WoW's buisness model is where everyone was looking a few years ago because it was proven to be highly profitable, the problems arose when failed mmo's like SWG and Conan were not able to reach sustainable profit levels with subscriptions alone.
To digress a little, its important to note that the AAA titles have a very large initial investment, which companies need to recover ontop of recurring and improvement costs. While I'm not privy to income statements for AAA titles that went F2P, I'll speculate that they weren't actually losing money in recurring costs based on thier subscriped bases, but they were not make enough profit to recover sunk cost and to justify continued developer time.
Putting a game into F2P mode does two things. First it removes the sense of entitlement that gamers seem to get from giving a company $10-15 a month. Second, the cash part of the F2P model allows the company to get a direct payment for ongoing development; like getting paid 'piece meal' for production instead of on salary. The harder and faster the team works, the more income the company makes.
If Swtor can prove that the WOW model of subscriptions and paid expansions can still work, that won't kill the F2P market, because its actually possible to push out F2P quality games quick (do a search in Asia for F2P games, there are 1000's of them), but it will solidify the AAA game sub model.

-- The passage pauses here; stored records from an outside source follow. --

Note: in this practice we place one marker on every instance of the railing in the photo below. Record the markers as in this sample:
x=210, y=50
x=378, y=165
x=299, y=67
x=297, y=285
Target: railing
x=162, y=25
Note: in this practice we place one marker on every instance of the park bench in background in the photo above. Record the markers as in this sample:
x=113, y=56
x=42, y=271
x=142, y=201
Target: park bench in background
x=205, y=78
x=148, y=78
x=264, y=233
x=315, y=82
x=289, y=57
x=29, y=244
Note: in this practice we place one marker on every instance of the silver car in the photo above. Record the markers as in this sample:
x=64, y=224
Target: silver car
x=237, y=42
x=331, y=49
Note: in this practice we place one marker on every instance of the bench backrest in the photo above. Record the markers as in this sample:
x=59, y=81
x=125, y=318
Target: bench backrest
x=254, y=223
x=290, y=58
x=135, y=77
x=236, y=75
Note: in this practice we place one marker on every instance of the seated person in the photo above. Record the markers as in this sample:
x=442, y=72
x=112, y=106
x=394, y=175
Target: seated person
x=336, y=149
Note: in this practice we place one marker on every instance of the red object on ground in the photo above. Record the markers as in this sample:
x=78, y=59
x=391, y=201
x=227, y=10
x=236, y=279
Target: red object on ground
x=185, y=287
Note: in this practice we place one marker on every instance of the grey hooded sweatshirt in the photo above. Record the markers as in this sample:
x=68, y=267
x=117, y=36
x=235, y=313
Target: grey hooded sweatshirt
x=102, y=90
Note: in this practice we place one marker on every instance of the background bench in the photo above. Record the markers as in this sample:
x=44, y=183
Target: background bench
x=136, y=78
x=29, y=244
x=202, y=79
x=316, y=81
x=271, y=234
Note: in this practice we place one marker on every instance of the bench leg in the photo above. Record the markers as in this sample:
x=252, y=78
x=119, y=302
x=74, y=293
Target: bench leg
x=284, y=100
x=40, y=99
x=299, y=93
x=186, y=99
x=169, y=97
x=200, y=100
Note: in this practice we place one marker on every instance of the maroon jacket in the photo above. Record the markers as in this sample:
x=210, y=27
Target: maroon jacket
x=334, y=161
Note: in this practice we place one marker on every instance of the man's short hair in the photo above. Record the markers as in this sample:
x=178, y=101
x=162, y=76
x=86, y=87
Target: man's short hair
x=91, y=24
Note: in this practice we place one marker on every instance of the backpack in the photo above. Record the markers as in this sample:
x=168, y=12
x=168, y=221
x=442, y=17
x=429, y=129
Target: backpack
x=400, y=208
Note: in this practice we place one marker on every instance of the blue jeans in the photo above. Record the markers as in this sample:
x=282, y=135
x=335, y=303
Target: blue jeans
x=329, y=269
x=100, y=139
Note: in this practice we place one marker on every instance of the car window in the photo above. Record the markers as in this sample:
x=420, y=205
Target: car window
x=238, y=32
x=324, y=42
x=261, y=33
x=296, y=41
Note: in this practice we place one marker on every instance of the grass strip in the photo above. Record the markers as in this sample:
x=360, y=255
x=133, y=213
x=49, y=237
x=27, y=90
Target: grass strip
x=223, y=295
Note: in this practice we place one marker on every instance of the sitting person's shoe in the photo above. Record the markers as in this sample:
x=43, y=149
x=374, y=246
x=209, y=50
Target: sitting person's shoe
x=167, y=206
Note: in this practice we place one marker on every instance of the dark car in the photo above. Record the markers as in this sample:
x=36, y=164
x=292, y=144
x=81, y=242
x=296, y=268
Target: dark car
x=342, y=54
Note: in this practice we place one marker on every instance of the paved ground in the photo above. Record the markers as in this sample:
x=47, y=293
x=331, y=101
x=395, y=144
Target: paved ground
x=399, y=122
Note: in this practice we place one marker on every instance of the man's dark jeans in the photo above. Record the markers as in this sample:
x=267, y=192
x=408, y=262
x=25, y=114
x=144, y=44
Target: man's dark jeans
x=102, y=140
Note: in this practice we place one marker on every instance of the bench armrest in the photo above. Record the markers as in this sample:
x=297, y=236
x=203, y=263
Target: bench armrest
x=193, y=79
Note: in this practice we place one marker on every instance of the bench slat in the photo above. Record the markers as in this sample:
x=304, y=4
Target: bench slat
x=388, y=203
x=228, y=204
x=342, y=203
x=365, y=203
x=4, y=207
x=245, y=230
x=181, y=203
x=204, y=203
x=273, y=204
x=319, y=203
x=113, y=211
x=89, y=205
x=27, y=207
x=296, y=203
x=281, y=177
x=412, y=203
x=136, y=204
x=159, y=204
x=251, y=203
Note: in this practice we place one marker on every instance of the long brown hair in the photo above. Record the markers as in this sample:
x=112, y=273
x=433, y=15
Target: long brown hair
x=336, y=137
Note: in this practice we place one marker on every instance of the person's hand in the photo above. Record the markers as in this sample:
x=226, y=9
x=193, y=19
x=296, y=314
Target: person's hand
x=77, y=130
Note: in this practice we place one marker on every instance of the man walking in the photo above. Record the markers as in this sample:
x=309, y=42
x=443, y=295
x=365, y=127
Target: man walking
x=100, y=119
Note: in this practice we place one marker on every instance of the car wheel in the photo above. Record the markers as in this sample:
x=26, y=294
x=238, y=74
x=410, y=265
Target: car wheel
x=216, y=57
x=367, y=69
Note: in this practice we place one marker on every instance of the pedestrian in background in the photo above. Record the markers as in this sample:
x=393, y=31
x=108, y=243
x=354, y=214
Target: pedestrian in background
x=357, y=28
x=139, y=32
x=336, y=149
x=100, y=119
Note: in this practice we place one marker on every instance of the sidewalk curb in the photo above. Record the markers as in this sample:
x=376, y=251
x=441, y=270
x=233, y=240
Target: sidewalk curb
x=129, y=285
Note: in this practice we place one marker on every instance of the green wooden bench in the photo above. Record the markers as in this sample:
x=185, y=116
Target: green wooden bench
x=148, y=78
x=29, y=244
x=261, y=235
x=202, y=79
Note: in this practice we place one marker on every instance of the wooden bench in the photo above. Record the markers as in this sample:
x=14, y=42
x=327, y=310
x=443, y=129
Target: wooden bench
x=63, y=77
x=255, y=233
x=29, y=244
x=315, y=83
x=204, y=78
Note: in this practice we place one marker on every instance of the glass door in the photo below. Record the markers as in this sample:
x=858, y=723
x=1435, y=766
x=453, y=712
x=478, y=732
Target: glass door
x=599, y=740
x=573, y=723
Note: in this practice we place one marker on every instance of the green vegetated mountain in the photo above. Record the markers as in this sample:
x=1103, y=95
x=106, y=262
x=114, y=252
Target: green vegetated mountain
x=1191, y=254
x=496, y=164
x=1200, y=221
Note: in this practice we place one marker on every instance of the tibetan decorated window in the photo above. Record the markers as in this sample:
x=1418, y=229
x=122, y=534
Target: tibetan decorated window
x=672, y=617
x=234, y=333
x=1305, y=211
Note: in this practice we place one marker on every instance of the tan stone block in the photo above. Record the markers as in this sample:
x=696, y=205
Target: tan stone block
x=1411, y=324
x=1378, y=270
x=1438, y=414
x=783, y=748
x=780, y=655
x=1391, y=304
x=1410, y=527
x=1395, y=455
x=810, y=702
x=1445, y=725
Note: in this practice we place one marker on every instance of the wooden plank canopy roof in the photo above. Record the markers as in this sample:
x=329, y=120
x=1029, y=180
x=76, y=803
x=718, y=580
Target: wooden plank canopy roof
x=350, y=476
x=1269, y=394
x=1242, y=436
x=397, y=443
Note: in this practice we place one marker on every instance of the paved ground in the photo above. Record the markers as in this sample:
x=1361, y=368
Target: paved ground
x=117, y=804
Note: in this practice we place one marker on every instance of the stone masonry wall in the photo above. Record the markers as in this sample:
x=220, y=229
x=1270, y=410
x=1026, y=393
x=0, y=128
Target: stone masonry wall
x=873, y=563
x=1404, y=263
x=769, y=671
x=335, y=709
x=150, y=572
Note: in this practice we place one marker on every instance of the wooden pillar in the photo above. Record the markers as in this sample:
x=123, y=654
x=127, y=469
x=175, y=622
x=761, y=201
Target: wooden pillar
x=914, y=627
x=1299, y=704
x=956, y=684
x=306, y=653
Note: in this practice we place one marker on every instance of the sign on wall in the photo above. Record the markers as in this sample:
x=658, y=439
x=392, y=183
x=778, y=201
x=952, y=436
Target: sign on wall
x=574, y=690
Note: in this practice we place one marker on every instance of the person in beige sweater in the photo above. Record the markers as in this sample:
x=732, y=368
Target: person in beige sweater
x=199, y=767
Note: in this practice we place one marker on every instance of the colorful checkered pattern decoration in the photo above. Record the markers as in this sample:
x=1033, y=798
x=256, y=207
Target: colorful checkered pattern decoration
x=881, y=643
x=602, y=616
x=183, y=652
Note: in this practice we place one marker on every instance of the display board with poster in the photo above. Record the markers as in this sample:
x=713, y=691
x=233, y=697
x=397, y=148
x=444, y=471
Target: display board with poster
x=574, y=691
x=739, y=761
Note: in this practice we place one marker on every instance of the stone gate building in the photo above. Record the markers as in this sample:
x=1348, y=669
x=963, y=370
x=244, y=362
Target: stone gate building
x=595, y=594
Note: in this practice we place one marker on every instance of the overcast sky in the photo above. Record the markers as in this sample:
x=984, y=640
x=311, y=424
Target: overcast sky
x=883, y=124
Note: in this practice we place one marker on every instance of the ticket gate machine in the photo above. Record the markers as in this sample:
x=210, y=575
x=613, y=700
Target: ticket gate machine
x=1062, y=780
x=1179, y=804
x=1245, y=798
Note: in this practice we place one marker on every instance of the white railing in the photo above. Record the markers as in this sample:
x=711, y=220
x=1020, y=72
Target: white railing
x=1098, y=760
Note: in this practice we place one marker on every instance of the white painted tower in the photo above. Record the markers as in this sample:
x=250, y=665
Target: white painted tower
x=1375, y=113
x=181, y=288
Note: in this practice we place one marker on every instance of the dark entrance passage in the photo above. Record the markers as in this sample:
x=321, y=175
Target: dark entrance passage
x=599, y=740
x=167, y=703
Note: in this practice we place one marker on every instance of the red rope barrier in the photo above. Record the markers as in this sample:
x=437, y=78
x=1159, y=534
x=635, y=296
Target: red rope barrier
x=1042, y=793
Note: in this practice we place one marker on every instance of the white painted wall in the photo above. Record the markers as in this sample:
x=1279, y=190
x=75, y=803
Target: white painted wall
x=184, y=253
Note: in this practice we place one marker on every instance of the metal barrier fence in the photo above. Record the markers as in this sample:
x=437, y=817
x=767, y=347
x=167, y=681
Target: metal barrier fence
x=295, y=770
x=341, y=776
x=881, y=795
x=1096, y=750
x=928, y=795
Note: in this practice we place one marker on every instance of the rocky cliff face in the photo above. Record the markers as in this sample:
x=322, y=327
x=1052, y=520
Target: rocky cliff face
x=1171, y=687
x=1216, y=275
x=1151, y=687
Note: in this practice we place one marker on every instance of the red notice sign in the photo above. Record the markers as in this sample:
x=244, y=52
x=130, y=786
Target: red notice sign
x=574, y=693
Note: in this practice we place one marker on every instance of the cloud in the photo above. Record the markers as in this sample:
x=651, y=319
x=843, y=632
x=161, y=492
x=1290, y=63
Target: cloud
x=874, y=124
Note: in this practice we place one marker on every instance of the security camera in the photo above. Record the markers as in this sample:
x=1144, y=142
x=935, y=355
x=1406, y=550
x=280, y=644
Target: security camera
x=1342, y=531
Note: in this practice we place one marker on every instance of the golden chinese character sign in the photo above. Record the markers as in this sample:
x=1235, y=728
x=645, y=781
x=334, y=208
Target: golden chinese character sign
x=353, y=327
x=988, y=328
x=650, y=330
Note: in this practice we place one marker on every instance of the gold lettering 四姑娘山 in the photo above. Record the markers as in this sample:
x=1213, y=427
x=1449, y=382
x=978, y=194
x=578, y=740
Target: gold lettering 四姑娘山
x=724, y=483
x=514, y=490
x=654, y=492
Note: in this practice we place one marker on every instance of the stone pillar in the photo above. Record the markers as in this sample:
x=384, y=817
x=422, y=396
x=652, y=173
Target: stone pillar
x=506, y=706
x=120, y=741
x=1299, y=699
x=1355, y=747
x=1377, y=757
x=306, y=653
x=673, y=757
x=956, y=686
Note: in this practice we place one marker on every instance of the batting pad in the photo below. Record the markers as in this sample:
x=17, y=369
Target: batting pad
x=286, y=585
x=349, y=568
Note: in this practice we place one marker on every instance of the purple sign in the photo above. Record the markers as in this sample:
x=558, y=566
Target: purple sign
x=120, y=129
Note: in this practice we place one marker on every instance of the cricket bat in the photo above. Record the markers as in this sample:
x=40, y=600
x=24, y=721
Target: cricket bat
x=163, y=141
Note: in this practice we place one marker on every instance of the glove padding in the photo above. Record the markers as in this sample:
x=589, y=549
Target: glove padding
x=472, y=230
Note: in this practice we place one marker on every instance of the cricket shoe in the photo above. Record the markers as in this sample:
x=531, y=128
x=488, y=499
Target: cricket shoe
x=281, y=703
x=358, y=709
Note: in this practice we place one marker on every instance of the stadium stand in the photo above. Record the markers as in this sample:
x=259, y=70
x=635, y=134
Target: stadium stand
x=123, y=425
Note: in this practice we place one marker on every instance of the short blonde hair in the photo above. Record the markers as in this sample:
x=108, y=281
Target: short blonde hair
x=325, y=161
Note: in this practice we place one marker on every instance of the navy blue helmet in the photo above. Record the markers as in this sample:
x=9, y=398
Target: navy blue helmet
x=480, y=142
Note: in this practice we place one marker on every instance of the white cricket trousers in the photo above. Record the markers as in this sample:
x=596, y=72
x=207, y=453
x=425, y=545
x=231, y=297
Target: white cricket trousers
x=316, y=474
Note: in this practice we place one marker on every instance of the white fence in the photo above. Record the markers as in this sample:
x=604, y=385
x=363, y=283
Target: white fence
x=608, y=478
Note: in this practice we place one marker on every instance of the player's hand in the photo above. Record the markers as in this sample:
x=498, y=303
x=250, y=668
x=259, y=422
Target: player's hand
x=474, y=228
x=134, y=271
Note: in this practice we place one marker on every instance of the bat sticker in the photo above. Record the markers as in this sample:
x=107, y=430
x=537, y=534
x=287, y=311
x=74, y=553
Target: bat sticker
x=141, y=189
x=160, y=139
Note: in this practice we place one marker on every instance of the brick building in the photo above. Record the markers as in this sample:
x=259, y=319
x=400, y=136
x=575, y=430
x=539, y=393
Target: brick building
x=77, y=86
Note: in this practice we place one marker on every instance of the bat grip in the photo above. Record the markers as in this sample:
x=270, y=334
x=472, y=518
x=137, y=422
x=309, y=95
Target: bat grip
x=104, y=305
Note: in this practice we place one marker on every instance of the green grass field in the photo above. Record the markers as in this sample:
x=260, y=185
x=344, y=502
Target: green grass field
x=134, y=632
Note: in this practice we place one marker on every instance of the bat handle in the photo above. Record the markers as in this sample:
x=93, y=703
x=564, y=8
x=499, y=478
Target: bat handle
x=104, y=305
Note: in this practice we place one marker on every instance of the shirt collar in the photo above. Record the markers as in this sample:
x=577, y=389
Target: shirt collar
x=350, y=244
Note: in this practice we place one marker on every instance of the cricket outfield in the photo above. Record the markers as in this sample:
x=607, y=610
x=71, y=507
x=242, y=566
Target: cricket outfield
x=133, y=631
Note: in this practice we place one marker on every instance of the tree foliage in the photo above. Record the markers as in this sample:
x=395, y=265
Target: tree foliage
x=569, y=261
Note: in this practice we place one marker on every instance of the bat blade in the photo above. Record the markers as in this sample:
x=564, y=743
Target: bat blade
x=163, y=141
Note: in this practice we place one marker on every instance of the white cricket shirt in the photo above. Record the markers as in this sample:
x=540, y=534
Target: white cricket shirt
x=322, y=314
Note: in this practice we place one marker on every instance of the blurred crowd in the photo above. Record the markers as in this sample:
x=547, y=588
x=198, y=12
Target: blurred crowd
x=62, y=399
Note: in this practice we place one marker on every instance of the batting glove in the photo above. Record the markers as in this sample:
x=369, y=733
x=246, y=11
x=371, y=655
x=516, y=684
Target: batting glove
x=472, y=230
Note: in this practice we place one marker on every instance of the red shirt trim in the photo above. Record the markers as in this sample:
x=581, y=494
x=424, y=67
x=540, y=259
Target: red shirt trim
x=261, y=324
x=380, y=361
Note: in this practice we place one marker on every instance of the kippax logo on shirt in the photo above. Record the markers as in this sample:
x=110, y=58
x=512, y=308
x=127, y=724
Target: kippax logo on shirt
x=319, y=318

Now, imo, will Swtor sub model work? Republic isn't a standard MMO, its more of a movie experince and they have a huge fan base of players that aren't the typical PC gamer. Undoubtably Swtor will open with huge numbers as THE most anticpated mmo to date (If they were smart they would offer 2 and 3 year subs out of the gate, but that's not really the point here). If these non-typical players are movie goers, they are used to spending more than $40 a month on tickets, so a $15 monthly subscription probably looks like a bargin. The vetern MMO player will just accept that as the standard fee. So really, yes. I think it has a good chance to succed in the subscription model.